The atmosphere inside the office of Waco’s main immigration attorney was jubilant Friday afternoon, as clients affected by President Barack Obama’s executive order and their supporters celebrated what they say is a bright new chapter in their lives.

Susan Nelson said she represents a handful of teens and 20-somethings who should gain clearance to legally live and work in the United States under the terms of the policy change. But, likely thousands in Central Texas will benefit, she said.

As anecdotal evidence, Nelson pointed to this year’s graduating class at Waco High School. One of her clients, 19-year-old Luis Ortiz, was part of that class and estimated that about 25 classmates shared his dilemma of being in the country illegally.

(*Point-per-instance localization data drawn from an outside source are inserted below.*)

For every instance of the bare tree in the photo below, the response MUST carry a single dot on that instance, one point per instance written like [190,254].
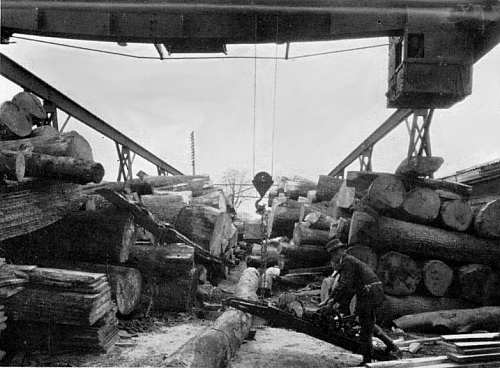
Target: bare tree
[235,184]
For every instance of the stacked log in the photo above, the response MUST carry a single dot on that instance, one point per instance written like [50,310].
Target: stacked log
[425,236]
[59,309]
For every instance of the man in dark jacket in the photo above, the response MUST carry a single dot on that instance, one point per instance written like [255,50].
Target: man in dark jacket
[356,277]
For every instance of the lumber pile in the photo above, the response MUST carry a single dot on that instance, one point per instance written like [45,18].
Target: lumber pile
[60,309]
[433,251]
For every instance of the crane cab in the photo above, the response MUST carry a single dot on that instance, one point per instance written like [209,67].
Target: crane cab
[429,68]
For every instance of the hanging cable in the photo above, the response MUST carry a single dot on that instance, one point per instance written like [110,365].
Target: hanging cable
[273,132]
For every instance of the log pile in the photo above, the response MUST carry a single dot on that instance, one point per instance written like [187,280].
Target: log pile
[428,240]
[60,309]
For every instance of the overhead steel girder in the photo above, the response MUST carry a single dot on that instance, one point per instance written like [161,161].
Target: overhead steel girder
[366,147]
[30,82]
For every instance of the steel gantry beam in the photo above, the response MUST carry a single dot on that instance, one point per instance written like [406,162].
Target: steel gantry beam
[364,151]
[30,82]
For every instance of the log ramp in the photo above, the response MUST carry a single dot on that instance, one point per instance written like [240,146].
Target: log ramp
[214,346]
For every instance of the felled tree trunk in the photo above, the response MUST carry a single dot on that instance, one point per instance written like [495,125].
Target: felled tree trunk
[386,193]
[364,254]
[327,187]
[70,169]
[165,207]
[478,283]
[422,205]
[386,233]
[394,307]
[487,221]
[125,282]
[437,277]
[419,166]
[214,346]
[302,234]
[204,225]
[87,236]
[399,273]
[446,321]
[456,215]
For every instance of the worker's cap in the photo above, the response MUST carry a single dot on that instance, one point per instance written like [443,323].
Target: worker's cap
[334,244]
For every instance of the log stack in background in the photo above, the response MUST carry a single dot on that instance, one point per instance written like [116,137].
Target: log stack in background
[428,239]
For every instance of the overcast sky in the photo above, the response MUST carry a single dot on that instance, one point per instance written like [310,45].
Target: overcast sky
[325,106]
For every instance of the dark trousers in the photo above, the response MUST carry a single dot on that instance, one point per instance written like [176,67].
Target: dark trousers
[366,306]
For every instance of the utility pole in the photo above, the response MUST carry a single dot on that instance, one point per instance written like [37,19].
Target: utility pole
[193,160]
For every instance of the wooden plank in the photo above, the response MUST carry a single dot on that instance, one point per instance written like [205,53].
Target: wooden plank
[410,363]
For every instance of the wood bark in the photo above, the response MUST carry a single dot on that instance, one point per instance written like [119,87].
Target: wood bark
[395,307]
[13,121]
[385,233]
[165,207]
[399,273]
[437,277]
[456,215]
[446,321]
[364,254]
[88,236]
[421,205]
[327,187]
[419,166]
[386,192]
[125,282]
[79,171]
[12,165]
[214,346]
[30,105]
[361,180]
[487,220]
[478,283]
[302,234]
[204,225]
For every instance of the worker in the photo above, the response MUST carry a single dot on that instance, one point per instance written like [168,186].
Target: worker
[355,277]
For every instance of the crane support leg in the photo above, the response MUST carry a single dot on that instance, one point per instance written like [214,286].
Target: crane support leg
[125,163]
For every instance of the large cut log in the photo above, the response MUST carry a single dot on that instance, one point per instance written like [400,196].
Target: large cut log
[34,205]
[437,277]
[386,192]
[478,283]
[69,144]
[395,307]
[421,240]
[204,225]
[487,220]
[456,215]
[165,207]
[305,255]
[30,105]
[125,282]
[302,234]
[12,165]
[419,166]
[364,254]
[361,180]
[214,346]
[399,273]
[87,236]
[13,121]
[214,198]
[63,168]
[446,321]
[421,205]
[327,187]
[169,282]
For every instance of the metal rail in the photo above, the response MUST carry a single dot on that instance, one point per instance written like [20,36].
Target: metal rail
[392,122]
[30,82]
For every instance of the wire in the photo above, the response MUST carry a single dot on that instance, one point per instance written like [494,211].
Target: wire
[200,57]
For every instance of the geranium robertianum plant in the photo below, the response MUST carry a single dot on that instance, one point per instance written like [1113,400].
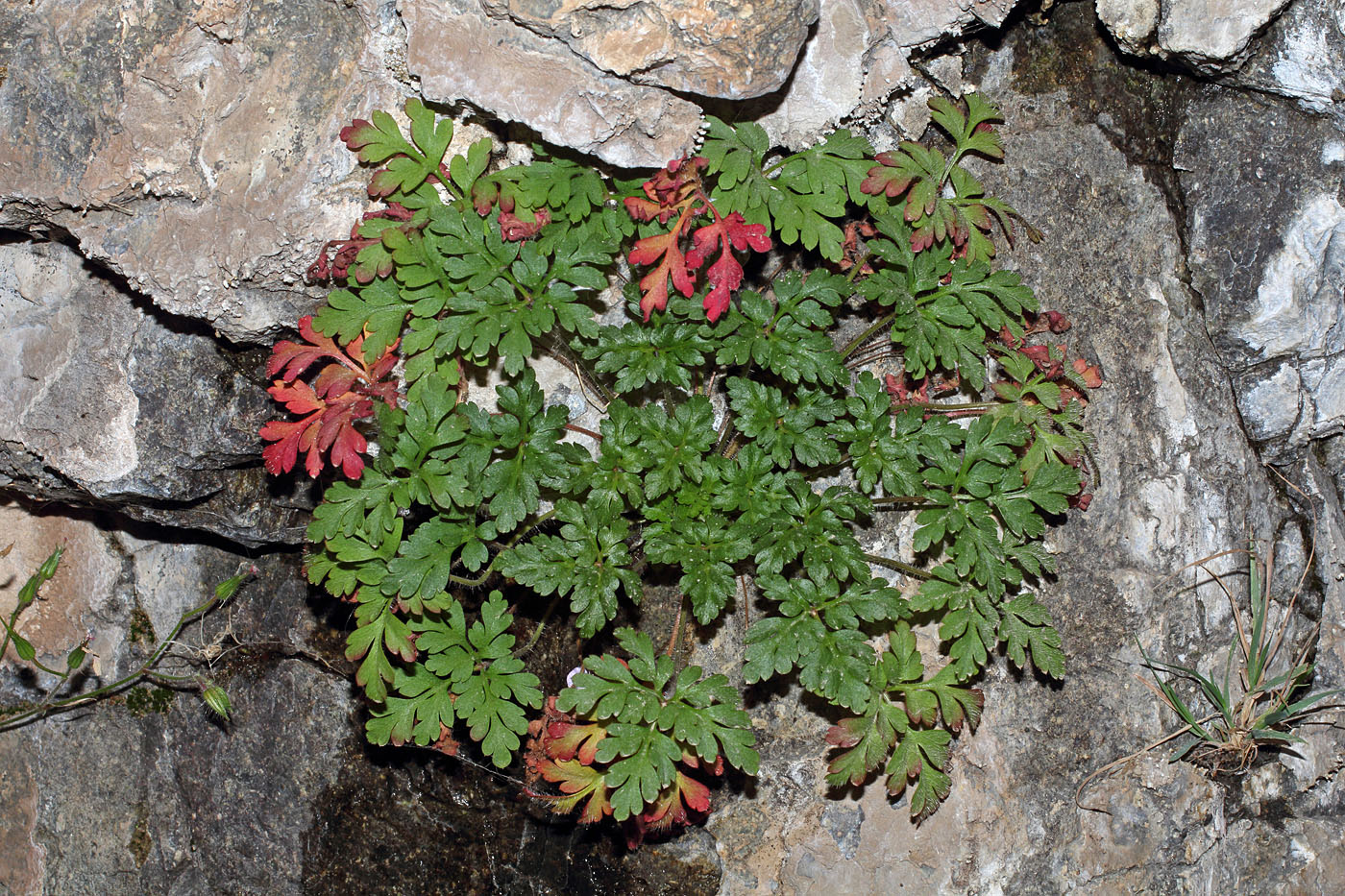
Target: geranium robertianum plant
[744,447]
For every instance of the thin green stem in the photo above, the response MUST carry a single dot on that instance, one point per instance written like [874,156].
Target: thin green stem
[490,567]
[541,626]
[900,499]
[968,405]
[900,567]
[864,336]
[144,670]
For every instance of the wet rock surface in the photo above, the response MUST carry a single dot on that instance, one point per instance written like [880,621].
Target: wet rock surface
[171,170]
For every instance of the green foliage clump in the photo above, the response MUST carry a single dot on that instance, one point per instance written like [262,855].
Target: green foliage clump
[743,449]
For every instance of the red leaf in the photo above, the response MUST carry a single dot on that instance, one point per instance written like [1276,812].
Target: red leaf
[1091,373]
[280,456]
[568,739]
[577,782]
[675,802]
[515,229]
[725,275]
[342,393]
[654,285]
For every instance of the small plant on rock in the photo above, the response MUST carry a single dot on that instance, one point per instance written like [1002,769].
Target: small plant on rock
[77,657]
[813,342]
[1260,704]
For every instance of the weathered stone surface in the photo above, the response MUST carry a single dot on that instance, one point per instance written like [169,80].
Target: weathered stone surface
[830,77]
[125,408]
[732,50]
[1208,36]
[858,58]
[1179,482]
[459,53]
[83,597]
[1302,56]
[194,147]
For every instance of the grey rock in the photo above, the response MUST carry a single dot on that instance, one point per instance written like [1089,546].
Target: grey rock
[1273,295]
[121,406]
[732,50]
[1208,36]
[461,54]
[194,148]
[1302,57]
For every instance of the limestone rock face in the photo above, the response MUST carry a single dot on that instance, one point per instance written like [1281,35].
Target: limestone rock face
[191,148]
[168,171]
[732,50]
[116,403]
[1208,36]
[459,53]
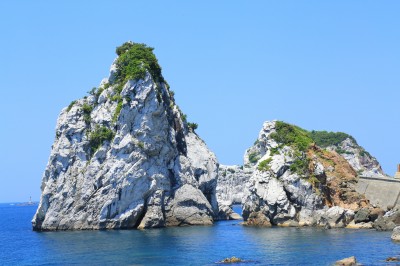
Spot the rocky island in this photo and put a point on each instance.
(125, 157)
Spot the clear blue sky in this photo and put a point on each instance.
(324, 65)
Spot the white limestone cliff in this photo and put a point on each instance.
(277, 194)
(152, 172)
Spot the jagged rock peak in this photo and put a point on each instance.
(296, 182)
(125, 157)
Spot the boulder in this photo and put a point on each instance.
(396, 234)
(362, 216)
(257, 219)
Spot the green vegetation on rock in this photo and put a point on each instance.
(117, 110)
(134, 59)
(325, 139)
(291, 135)
(98, 136)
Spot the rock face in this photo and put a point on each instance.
(297, 183)
(124, 157)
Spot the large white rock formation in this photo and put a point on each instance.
(127, 159)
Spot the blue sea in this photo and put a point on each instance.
(19, 245)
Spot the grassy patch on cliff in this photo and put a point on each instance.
(325, 139)
(291, 135)
(134, 59)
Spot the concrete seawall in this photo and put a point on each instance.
(382, 192)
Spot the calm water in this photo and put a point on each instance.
(19, 245)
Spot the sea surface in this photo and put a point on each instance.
(207, 245)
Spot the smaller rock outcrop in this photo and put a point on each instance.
(297, 183)
(388, 222)
(231, 182)
(362, 161)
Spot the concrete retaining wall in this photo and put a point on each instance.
(382, 192)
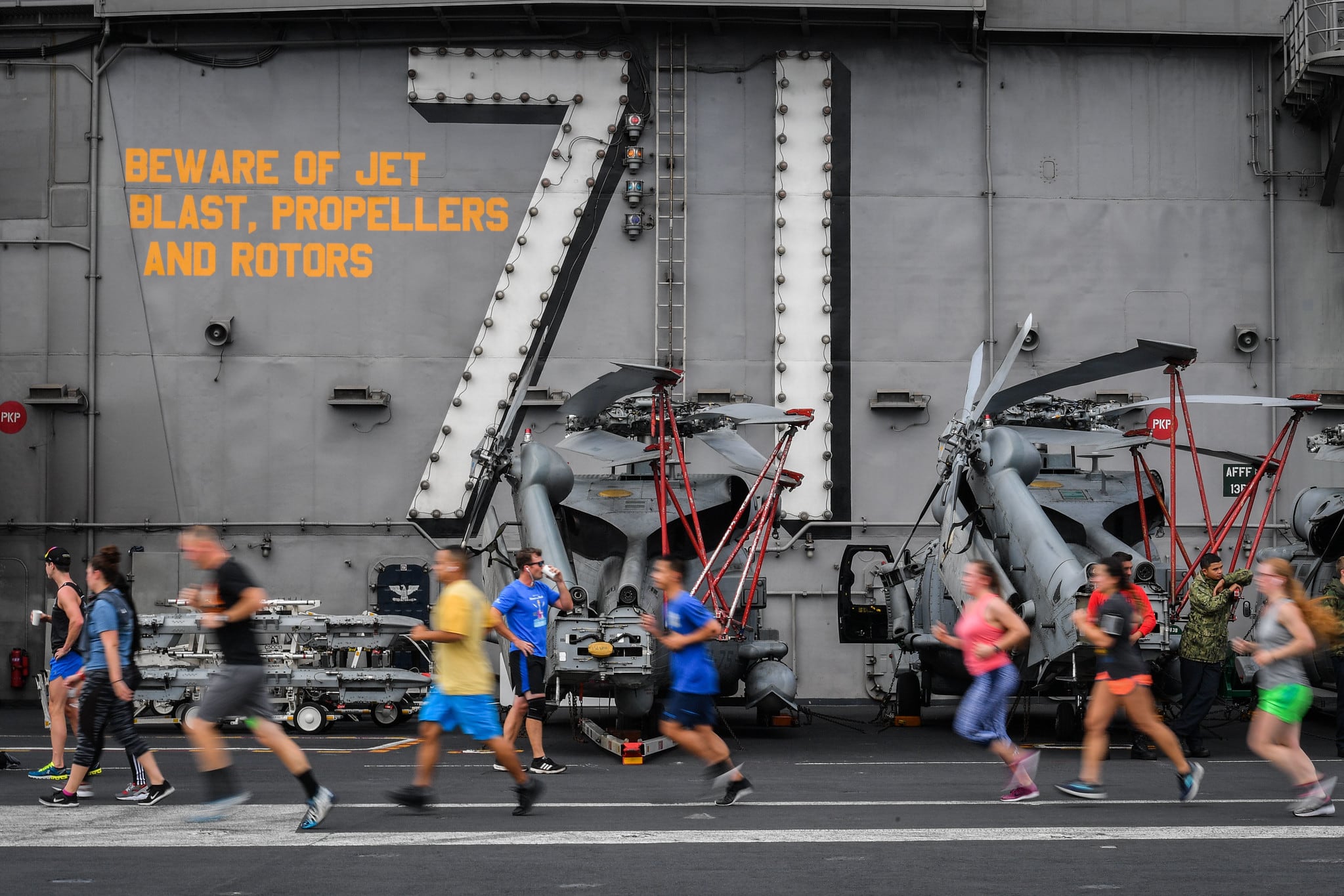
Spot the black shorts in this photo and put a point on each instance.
(526, 676)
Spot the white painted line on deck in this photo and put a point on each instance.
(269, 826)
(100, 811)
(910, 762)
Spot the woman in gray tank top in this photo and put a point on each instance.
(1288, 629)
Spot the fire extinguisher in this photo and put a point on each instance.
(19, 668)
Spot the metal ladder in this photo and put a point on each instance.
(670, 205)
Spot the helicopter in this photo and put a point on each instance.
(604, 530)
(1007, 496)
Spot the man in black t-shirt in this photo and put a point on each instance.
(238, 687)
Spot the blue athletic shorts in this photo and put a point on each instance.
(66, 666)
(476, 715)
(690, 710)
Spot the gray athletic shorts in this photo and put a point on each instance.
(236, 691)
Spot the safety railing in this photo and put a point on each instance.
(1313, 32)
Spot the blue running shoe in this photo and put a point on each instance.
(50, 773)
(1082, 790)
(318, 809)
(1188, 782)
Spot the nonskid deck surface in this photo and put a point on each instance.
(833, 806)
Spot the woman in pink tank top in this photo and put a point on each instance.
(986, 631)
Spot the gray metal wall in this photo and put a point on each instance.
(1154, 224)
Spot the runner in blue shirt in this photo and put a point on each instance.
(689, 711)
(521, 616)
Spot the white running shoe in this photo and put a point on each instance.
(319, 806)
(218, 809)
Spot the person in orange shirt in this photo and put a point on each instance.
(1148, 621)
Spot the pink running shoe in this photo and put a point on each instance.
(1026, 763)
(1019, 794)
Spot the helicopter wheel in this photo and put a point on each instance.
(311, 717)
(186, 711)
(906, 695)
(1066, 721)
(386, 715)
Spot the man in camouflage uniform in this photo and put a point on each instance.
(1203, 647)
(1335, 601)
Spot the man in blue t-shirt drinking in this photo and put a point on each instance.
(689, 711)
(521, 616)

“That’s just one high school class, one year . . . This doesn’t provide a path to citizenship, but it’s certainly the best (policy change) we’ve seen in a long time,” Nelson said.

Grecia Cantu, an illegal immigrant who was the 2009 valedictorian at University High School, also said there were others in her class who graduated in legal limbo. Although there are still a lot of “ifs” involved with Friday’s announcement, Cantu said she finally feels as if the clouds that have been hanging over her life are giving way to sunshine.

“A whole world of opportunity has opened up . . . We’re moving forward. We’re not stuck anymore,” said Cantu, now 20.

Waco alliance

Members of the Waco DREAM Act Alliance were also thrilled with Friday’s announcement.

The group formed in 2010 to advocate for the passage of the Development, Relief and Education for Alien Minors Act, which would have created a path to citizenship for some young adults brought here illegally as children.  Obama’s announcement means a major shift in the group’s activities this summer and fall, said member Anali Gatlin. The group will now focus on alerting the immigrant community about the new policy and helping them navigate the process of applying for a work permit, she said.

“This completely changes everything,” Gatlin said.

Some area Republicans, meanwhile, echoed national GOP leaders in saying Obama’s announcement was an attempt to woo Hispanic voters.

Ralph Patterson, incoming chairman of the McLennan County Republican Party, noted that the order will primarily affect people of voting age because immigrants must wait until they are 16 years old to apply for relief.  “This isn’t really about children,” Patterson said.  Patterson said he also objects to Obama going around Congress to achieve a policy goal. When legislation is filed, robust debate can develop beforehand. Not so with an executive order, he said.

“One person being able to make such a sweeping change doesn’t sit very well with me,” Patterson said.

Duke Machado, founder of the Hispanic Republican Club of McLennan County, said Friday’s announcement was simply hype. He noted that policy change affects only a small number of illegal immigrants. There are other approaches, such as a national guest-worker program Texas Republicans approved as part of their party platform earlier this month, that would lead to more comprehensive reform, he said.  “It’s not really resolving the problem,” Machado said of the policy change. “It’s just carrot-dangling. I hope Hispanics don’t fall for it. It’s too little, too late.”